Nel corso delle indagini, inoltre, una mirata attività di perquisizione delegata dalla Procura della Repubblica ha
impedito la consumazione di due distinte fattispecie di truffa:
– la prima, la c.d. “truffa dei pali”, consistita nel collocare presso il cantiere, sfruttando la difficoltà di rilevare la
difformità tra il dato formale/progettuale e quello reale, un numero di pali inferiore rispetto a quello previsto dal
progetto (ben 291 pali in meno), per ottenere un maggiore ed indebito esborso di somme, a suo favore, per un
valore di oltre 1.200.000 mila euro;
– la seconda, consistita nel simulato conferimento a discarica di rifiuti provenienti dal cantiere Catarratti –
Bisconte (terre e rocce da scavo), riguardante, di contro, materiale proveniente da un diverso cantiere gestito
dalla società esecutrice dell’appalto pubblico e posto all’interno di un immobile di proprietà di un privato, in
modo da consentire all’impresa di richiedere il rimborso a carico della stazione appaltante ed ottenere,
contestualmente, il pagamento dello smaltimento realmente avvenuto anche dal citato committente privato.
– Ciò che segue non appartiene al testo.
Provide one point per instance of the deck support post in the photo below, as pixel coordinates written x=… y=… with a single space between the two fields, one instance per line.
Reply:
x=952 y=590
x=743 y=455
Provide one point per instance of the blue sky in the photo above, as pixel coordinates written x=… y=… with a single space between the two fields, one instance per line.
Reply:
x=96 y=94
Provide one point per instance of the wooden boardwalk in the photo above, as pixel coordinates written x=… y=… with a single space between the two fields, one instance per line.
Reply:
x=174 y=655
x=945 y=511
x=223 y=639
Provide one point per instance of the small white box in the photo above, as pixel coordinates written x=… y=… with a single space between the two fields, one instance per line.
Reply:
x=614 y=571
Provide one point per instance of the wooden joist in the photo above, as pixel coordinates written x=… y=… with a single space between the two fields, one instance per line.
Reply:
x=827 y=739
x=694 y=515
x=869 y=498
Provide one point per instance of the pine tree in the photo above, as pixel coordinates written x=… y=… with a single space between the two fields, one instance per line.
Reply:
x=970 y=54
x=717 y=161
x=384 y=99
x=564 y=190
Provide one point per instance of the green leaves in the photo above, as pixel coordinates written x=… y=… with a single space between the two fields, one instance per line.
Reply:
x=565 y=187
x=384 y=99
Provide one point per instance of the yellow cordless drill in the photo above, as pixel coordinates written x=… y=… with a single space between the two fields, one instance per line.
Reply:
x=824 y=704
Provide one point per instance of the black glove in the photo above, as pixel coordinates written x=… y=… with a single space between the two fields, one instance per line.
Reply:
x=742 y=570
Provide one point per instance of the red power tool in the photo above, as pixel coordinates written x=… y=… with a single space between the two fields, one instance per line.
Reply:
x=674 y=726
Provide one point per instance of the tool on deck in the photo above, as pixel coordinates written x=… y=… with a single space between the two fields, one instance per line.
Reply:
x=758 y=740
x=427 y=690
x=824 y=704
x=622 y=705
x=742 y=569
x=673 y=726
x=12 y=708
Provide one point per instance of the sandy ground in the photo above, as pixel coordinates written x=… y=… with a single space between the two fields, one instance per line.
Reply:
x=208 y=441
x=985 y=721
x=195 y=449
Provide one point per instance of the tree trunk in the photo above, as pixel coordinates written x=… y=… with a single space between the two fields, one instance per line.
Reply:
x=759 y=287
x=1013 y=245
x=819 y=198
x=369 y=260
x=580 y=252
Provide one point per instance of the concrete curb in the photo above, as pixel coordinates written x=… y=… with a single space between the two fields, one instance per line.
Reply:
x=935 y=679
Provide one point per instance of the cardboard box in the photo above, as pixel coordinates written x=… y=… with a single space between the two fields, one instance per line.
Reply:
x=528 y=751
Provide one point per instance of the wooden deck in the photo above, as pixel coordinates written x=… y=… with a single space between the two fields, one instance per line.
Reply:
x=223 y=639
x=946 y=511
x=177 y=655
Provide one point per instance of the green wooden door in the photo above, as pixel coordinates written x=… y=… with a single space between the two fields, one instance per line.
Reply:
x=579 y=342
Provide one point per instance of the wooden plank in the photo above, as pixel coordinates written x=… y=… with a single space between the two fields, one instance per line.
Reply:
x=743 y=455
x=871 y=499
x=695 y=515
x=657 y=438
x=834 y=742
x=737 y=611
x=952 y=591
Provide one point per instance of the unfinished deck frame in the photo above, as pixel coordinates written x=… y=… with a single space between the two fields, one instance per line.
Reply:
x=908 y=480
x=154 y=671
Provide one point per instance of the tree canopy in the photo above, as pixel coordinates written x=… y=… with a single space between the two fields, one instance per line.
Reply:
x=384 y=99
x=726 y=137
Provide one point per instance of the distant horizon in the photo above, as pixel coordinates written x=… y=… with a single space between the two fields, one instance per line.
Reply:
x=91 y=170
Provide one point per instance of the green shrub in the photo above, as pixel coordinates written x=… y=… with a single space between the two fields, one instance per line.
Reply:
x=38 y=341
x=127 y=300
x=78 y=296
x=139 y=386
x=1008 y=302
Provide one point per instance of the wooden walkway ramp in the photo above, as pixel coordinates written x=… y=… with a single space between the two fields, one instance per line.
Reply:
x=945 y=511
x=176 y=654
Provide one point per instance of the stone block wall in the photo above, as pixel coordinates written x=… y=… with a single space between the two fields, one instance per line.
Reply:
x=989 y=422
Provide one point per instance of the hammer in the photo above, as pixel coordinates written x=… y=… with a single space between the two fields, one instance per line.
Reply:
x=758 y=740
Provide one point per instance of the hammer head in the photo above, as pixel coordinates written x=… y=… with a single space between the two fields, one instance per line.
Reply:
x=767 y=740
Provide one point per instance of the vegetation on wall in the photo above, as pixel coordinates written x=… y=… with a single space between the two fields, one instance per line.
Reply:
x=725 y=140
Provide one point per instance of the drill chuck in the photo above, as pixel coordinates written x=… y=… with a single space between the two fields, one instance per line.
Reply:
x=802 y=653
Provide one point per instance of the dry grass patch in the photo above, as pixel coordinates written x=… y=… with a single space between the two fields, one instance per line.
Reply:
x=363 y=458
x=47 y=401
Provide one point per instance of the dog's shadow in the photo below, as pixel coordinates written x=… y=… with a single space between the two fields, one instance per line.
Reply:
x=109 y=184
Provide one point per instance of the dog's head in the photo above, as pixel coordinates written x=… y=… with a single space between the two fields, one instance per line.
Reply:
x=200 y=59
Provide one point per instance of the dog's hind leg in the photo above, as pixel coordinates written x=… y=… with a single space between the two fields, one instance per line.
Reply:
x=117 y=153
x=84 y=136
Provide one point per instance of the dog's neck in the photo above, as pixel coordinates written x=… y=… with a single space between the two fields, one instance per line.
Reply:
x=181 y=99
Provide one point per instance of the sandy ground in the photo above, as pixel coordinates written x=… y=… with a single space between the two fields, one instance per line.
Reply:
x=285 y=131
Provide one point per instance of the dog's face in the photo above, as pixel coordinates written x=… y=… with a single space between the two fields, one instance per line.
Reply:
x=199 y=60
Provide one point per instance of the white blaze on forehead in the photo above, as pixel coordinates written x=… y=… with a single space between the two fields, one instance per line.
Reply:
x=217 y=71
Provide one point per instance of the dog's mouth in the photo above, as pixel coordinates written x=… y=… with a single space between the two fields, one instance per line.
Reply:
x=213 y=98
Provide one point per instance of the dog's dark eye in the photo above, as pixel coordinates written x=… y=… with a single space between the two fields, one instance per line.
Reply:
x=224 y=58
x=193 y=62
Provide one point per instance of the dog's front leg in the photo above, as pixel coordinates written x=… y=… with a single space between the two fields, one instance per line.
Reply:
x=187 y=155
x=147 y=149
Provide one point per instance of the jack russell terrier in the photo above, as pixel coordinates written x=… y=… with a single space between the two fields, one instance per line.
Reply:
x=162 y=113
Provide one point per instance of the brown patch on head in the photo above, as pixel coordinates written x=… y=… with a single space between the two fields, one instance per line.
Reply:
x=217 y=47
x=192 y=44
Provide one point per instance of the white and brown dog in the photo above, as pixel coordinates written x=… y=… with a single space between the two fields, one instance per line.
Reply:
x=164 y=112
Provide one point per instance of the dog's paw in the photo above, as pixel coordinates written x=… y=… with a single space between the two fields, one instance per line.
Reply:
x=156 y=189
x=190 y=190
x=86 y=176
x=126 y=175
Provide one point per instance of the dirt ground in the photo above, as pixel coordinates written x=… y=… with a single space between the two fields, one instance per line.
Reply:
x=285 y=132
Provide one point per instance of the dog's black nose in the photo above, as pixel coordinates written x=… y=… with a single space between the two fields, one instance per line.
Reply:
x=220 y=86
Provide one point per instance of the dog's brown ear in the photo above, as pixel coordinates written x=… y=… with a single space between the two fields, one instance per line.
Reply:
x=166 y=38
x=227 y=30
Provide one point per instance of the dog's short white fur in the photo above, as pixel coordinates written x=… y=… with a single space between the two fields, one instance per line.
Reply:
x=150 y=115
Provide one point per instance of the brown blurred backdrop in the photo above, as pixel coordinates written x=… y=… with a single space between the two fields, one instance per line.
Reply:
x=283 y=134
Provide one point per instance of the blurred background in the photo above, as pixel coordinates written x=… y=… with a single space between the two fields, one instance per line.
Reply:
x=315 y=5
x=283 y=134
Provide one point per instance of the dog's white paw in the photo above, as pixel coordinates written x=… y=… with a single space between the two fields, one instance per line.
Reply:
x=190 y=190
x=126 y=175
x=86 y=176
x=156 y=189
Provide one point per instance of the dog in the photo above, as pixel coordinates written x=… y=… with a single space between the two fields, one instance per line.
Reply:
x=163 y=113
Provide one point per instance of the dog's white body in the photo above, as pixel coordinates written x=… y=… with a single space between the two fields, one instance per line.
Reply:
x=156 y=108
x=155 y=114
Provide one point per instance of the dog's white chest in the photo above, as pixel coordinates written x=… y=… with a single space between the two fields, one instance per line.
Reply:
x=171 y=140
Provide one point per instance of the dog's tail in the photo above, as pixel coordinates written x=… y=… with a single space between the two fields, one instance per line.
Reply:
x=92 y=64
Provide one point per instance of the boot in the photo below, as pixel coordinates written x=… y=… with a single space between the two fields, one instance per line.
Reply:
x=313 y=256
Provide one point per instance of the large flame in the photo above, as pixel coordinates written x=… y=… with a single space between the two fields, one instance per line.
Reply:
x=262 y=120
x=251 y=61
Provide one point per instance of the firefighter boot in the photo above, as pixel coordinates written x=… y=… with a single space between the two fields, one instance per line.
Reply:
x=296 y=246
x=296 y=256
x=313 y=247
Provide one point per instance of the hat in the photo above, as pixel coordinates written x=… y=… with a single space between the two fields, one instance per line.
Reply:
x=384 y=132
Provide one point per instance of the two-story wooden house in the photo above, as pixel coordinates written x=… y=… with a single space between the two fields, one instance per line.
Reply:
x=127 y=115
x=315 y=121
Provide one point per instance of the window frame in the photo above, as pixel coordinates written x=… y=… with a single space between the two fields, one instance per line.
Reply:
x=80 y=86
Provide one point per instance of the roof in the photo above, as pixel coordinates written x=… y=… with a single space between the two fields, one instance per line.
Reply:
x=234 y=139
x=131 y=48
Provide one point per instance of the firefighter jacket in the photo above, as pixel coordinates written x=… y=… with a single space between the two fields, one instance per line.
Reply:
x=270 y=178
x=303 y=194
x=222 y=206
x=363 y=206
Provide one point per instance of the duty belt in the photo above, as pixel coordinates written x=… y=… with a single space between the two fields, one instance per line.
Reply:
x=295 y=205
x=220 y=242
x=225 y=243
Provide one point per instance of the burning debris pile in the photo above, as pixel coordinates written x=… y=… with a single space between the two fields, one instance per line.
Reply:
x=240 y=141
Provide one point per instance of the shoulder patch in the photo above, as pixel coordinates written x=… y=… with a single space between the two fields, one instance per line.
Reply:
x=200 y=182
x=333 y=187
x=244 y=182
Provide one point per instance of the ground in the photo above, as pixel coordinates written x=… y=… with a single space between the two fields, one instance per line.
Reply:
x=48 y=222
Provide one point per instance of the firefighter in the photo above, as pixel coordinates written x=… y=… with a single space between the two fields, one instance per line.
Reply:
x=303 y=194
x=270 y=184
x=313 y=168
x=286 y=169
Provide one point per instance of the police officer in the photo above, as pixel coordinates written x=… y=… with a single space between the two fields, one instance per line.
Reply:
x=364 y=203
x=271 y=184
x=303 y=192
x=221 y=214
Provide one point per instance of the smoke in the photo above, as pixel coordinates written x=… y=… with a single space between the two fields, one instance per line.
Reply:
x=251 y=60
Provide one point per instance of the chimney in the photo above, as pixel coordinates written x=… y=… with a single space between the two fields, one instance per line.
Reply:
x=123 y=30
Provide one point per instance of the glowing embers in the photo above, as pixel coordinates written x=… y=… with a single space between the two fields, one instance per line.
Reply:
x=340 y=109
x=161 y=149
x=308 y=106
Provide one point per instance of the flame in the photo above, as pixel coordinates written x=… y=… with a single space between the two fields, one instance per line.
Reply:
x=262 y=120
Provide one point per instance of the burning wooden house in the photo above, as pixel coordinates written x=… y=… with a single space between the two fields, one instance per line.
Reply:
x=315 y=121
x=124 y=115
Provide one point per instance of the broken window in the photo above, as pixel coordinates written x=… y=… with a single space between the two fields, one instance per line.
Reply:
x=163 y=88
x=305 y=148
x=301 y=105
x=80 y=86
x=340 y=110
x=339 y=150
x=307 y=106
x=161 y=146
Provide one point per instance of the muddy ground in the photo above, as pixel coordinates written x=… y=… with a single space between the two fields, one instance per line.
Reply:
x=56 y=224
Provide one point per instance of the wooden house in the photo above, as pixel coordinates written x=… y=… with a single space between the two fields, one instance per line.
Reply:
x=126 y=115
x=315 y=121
Sono in corso di esecuzione, contestualmente, sequestri pari al profitto dei vari reati ascritti agli indagati, per
l’importo complessivo pari a oltre 230 mila euro (comprensivi del valore dell’orologio oggetto di indebita
regalia).
Quanto sopra, ai fini dell’esercizio del diritto di cronaca, costituzionalmente garantito e nel rispetto dei diritti
degli indagati che, in considerazione dell’attuale fase delle indagini preliminari, sono da presumersi innocenti
fino alla sentenza irrevocabile che ne accerti le responsabilità e con la precisazione che il giudizio, che si
svolgerà in contraddittorio con le parti e le difese davanti al giudice terzo ed imparziale, potrà concludersi anche
con la prova dell’assenza di ogni forma di responsabilità in capo agli indagati medesimi.